Page Segmentation. I know it’s a dead duck, but it seems everyone has different ideas on what this actually is. I’m not an IR expert, but here is my view on the subject. Page segmentation attempts to extract the sections of a web page and value those parts. This is not based on anything visual as some people often proclaim. It will extract blocks from the document in order to find the more important sections of a page. Repetitive information such as navigation and advertisements can be easily pulled out and given a lower weight, as these components are often placed in certain positions and formats on the site in question and throughout the structure of the web, as well as often use the same text throughout. This is done using a “shingling” algorithm to determine duplicate content and to filter out those noisy links.
Based on this interpretation, different blocks may contain links to different topics. Traditional link analysis did not differentiate links out of different semantic blocks. There is a fair amount of math involved which I will skip over, but the just of it is that sections with semantically relevant content that have passed the shingling filters are more important than those that are in navigational (margin) areas. It should also be noted the user will probably be viewing the larger content related blocks with a higher frequency and be more inclined to follow those links. There are additional formulas for determining relationships between blocks on a page, as it is likely some blocks in the navigational area are related. This is why the weight of these can fluctuate.

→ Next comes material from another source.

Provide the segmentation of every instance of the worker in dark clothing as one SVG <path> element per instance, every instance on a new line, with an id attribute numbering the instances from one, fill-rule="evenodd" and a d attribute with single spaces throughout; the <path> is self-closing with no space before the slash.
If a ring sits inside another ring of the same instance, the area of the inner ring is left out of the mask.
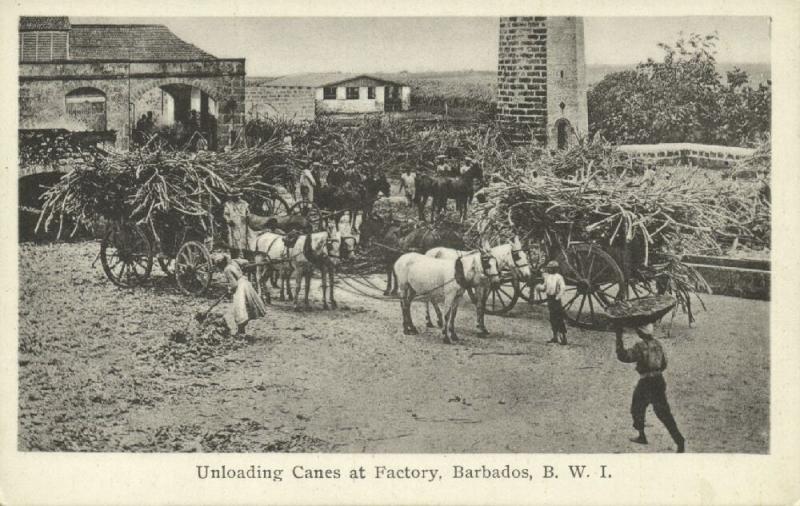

Another theory is to use an authority score on both the entire page and on each individual block together. This is calculated by first pulling the most important pages, then looking at the most important blocks on those pages. Theoretically this will allow the search engine to filter out the noise of advertisement and navigation type links. You can see that links in advertisements are normally in less important blocks, and could be assigned a lower weight (or none at all) than those in main content areas.
Lesson here? Get your links inside relevant content. Forget sidebar and ROS links when you can. Then go and read about phrase based indexing so you actually use the correct linking model. Then go buy some content links and have a heyday.